Updating its fourth-quarter guidance, Coldwater Creek once again lowered its already previously lowered estimates and told shareholders to anticipate a loss of $0.18-$0.24 versus its own previous guidance of a loss of $0.13-$0.21.
But, here's where it really gets interesting. Management also told investors that same-store sales fell 9% over the year-ago period, but that this was, "a continuation of the sequential improvement in sales and traffic in the quarter-to-date period versus the 26% decline in comp sales for the first nine months of the year." Hang on while I grab my pom-pom's!

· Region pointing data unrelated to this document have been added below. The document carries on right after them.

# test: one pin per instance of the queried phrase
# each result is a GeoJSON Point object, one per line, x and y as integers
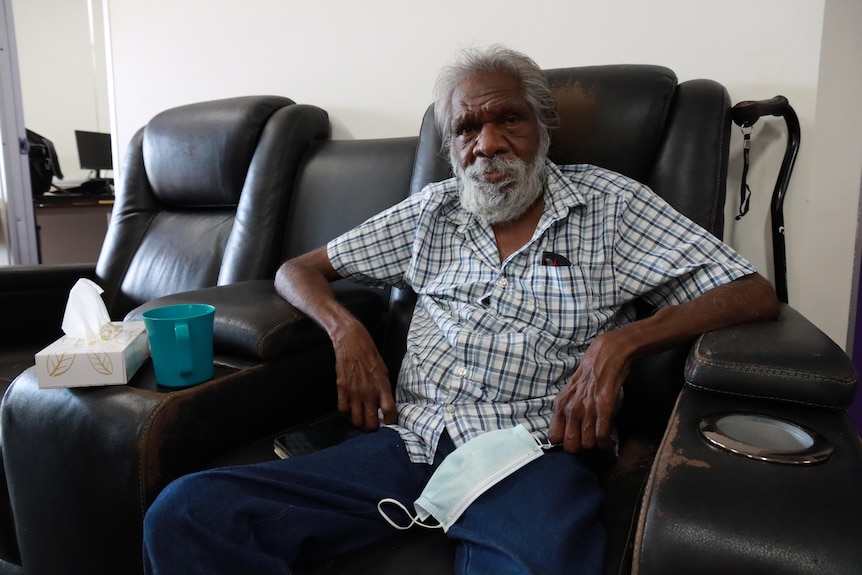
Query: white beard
{"type": "Point", "coordinates": [506, 200]}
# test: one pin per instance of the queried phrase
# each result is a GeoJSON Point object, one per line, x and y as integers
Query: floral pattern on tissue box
{"type": "Point", "coordinates": [112, 360]}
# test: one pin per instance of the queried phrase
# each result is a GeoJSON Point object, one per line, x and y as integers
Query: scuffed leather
{"type": "Point", "coordinates": [711, 512]}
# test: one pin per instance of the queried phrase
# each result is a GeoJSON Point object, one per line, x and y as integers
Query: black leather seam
{"type": "Point", "coordinates": [756, 396]}
{"type": "Point", "coordinates": [749, 369]}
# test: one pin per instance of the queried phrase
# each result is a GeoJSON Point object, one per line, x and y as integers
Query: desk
{"type": "Point", "coordinates": [71, 229]}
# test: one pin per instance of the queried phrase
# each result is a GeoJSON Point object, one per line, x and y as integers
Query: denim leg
{"type": "Point", "coordinates": [541, 520]}
{"type": "Point", "coordinates": [263, 518]}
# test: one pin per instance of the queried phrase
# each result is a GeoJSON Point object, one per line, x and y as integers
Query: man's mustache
{"type": "Point", "coordinates": [511, 168]}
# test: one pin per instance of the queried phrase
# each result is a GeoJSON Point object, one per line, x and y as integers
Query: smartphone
{"type": "Point", "coordinates": [326, 431]}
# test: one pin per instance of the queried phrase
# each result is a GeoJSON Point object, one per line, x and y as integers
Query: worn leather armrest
{"type": "Point", "coordinates": [711, 512]}
{"type": "Point", "coordinates": [252, 320]}
{"type": "Point", "coordinates": [788, 359]}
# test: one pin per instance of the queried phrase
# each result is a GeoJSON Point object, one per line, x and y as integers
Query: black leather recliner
{"type": "Point", "coordinates": [637, 120]}
{"type": "Point", "coordinates": [202, 200]}
{"type": "Point", "coordinates": [275, 369]}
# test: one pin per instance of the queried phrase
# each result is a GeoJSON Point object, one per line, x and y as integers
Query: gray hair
{"type": "Point", "coordinates": [495, 58]}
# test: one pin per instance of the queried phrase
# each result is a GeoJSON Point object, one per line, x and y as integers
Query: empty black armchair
{"type": "Point", "coordinates": [202, 200]}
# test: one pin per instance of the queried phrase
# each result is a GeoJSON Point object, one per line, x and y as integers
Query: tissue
{"type": "Point", "coordinates": [95, 350]}
{"type": "Point", "coordinates": [86, 317]}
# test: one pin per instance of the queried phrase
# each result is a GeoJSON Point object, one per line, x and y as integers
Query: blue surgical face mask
{"type": "Point", "coordinates": [467, 473]}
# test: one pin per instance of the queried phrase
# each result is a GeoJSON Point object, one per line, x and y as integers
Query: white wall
{"type": "Point", "coordinates": [371, 65]}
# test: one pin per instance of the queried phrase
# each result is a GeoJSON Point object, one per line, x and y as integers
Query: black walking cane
{"type": "Point", "coordinates": [745, 115]}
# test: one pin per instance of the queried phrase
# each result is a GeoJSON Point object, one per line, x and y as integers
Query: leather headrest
{"type": "Point", "coordinates": [198, 154]}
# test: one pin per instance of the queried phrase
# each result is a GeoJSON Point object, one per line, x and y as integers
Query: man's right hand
{"type": "Point", "coordinates": [361, 375]}
{"type": "Point", "coordinates": [362, 379]}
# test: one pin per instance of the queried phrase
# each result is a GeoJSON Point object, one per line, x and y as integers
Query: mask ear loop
{"type": "Point", "coordinates": [413, 520]}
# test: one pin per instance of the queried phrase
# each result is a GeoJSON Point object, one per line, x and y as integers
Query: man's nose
{"type": "Point", "coordinates": [490, 142]}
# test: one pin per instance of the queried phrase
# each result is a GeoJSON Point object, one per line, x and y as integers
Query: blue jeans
{"type": "Point", "coordinates": [265, 518]}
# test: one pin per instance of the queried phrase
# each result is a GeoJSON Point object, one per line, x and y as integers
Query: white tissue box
{"type": "Point", "coordinates": [70, 362]}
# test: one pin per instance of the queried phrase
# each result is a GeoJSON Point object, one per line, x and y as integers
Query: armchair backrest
{"type": "Point", "coordinates": [203, 197]}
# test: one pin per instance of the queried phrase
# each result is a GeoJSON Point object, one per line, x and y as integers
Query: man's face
{"type": "Point", "coordinates": [491, 118]}
{"type": "Point", "coordinates": [495, 148]}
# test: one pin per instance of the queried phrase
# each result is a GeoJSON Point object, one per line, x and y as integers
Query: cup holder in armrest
{"type": "Point", "coordinates": [765, 438]}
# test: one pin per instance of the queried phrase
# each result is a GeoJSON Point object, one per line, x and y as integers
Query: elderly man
{"type": "Point", "coordinates": [525, 273]}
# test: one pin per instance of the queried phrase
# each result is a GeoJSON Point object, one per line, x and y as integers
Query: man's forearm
{"type": "Point", "coordinates": [304, 282]}
{"type": "Point", "coordinates": [745, 300]}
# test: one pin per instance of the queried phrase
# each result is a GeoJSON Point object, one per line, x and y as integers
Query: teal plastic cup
{"type": "Point", "coordinates": [181, 343]}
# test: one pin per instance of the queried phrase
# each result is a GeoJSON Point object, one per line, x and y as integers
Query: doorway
{"type": "Point", "coordinates": [54, 83]}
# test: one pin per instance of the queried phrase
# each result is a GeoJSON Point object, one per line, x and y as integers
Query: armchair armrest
{"type": "Point", "coordinates": [711, 512]}
{"type": "Point", "coordinates": [708, 510]}
{"type": "Point", "coordinates": [788, 360]}
{"type": "Point", "coordinates": [254, 322]}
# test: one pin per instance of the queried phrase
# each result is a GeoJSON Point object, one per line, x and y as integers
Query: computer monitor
{"type": "Point", "coordinates": [94, 151]}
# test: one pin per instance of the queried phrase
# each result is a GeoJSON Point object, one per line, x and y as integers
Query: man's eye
{"type": "Point", "coordinates": [465, 129]}
{"type": "Point", "coordinates": [512, 119]}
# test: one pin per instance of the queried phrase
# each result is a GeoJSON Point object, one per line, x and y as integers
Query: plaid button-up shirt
{"type": "Point", "coordinates": [491, 343]}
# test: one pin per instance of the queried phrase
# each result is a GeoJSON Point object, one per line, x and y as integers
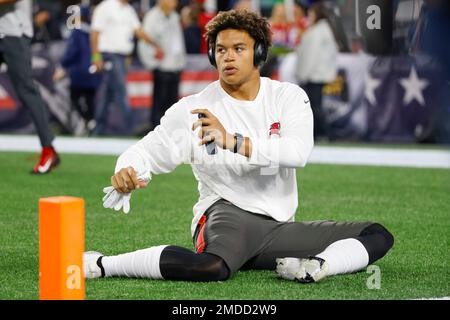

There are not enough happy pills in the world to disguise a 9% year-over-year sales comp decline as positive. Despite also working to shave $20 million to $25 million off of annual expenses by year's end, Coldwater is still burning through cash at an incredible rate. As of its third-quarter report, Coldwater had $37.9 million in cash, down drastically from the $72.3 million it had from five quarters prior. Even worse, the company isn't expected to return to profitability anytime soon.
Coldwater's problems are much the same concerns that are sacking Talbots (NYSE: TLB ) and Chico's (NYSE: CHS ) -- namely, changing consumers trends and excessive discounting. Chico's has been able to adjust its product line over time so many of its snafus turn out to be temporary. For Talbots and Coldwater, it hasn't been that simple. Year after year of choosing the wrong product and then needing to kill margins by discounting that product heavily just to move it has eaten into each company's cash balance and caused serious worries about their ability to survive.
It's no secret that this sector that would absolutely benefit from consolidation. ANN (NYSE: ANN ) has staved off the earnings warning bug that has plagued the sector by tightly controlling its inventory and selling items at full price. Companies like Coldwater and Talbots would be wise to shop themselves around, but I doubt ANN would come calling. Just last month Talbots turned down a $3-per-share bid to be taken private, and even that may turn out to bite the company in the behind.
Coldwater Creek's earnings warning today just moves the company one step closer to the inevitable: Chapter 11 bankruptcy protection. Coldwater already has borrowed $15 million against its revolving credit line and it's my prediction that this could be the year it seeks further loans. I continue to feel that Coldwater's turnaround simply isn't moving quickly enough and it's likely to wind up on the wrong end of the stick if it doesn't right itself very soon.